In aller Deutlichkeit weisen wir die Darstellung der damals verantwortlichen Redakteure zurück, wonach diese Schlagzeile "witzig gemeint" gewesen sei. Auch deren nachträglicher Hinweis, dass Konkurrenzmedien am damaligen Tage unter den Schlagzeilen "S-Bahn muss Fahrplan weiter ausdünnen"bzw. "Die Hälfte aller S-Bahn-Züge fällt aus" (Berliner Morgenpost) wesentlich "weniger weitblickend" berichtet hätten, kann diese Fehlleistung nicht erklären. (Berliner Zeitung)
Um weiteren Schaden zu verhindern, rufen wir dringend alle noch im Betrieb befindlichen Ausgaben der taz vom 8. Juli 2009 mit diesem Titel zurück.
Die Exemplare werden umgehend - spätestens jedoch bis Weihnachten 2017 - in unseren Werkstätten repariert und können anschließend in gewohnt zufriedenstellender Weise selbst in fahrenden Zügen der S-Bahn gelesen werden.
Wir bitten, die Unannehmlichkeiten zu entschuldigen.
Mit freundlichen Grüßen,
die Berlin-Redaktion der taz
Technische Ausfälle im Winter sind nichts Neues, auch vor einem Jahr gab es 3.000 Zugausfälle und 5.000 Verspätungen.

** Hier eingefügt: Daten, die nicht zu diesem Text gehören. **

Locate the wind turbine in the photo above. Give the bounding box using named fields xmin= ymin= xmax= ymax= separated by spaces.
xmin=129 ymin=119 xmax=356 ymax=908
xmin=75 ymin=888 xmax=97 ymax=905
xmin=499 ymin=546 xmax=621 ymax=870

Doch damals habe man die Zugausfälle noch mit Ersatzfahrzügen kompensieren können, erklärte der Sprecher der S-Bahn. Durch die neuen Sicherheitsauflagen des EBA müssten die Züge derzeit alle sieben Tage in der Werkstatt kontrolliert werden: "Wir haben keinerlei Puffer an Ersatzzügen mehr."
In den vergangenen Tagen seien zwischen 720 und 760 Wagen in Berlin unterwegs gewesen, so der S-Bahn-Sprecher. Eigentlich sollten es wie schon im November 858 sein. Für den Normalbetrieb sind nach S-Bahn-Angaben 1.100 Wagen nötig.
Landespolitiker werteten die Entscheidung des EBA als deutliche Mahnung. SPD-Verkehrsexperte Christian Gaebler sprach von einer "Misstrauenserklärung gegenüber der Deutschen Bahn AG", zu der die S-Bahn gehört. Er forderte die Entlassung des DB-Vorstands für Personenverkehr Ulrich Homburg.
Die Opposition will hingegen, dass noch ganz andere Köpfe rollen: Die FDP verlangte am Dienstag den Rücktritt von Verkehrssenatorin Ingeborg Junge-Reyer (SPD). Die Senatorin trage die politische Verantwortung für das S-Bahn-Chaos und habe "mehrfach und wiederholt versagt", erklärte FDP-Fraktionschef Christoph Meyer.
Für die Kunden bedeuten die aktuellen Ausfälle im S-Bahn-Verkehr vor allem eines: Sie müssen in der Kälte warten. Betroffen sind unter anderem (und ohne Gewähr) die folgenden Linien: Die S3 fährt nur zwischen Erkner und Ostbahnhof, die Ringbahn S41/42 nur im 10-Minuten-Takt, und die S9 verkehrt nur zwischen dem Flughafen Schönefeld und Treptower Park. Auf den Linie 2, 5 und 75 fahren die Züge nicht immer die komplette Linie.
Wie lange diese Einschränkungen dauern werden, sei unklar, erklärte der S-Bahn-Sprecher. Die Rückkehr zum Normalverkehr ist damit wieder in ferne Zukunft gerückt.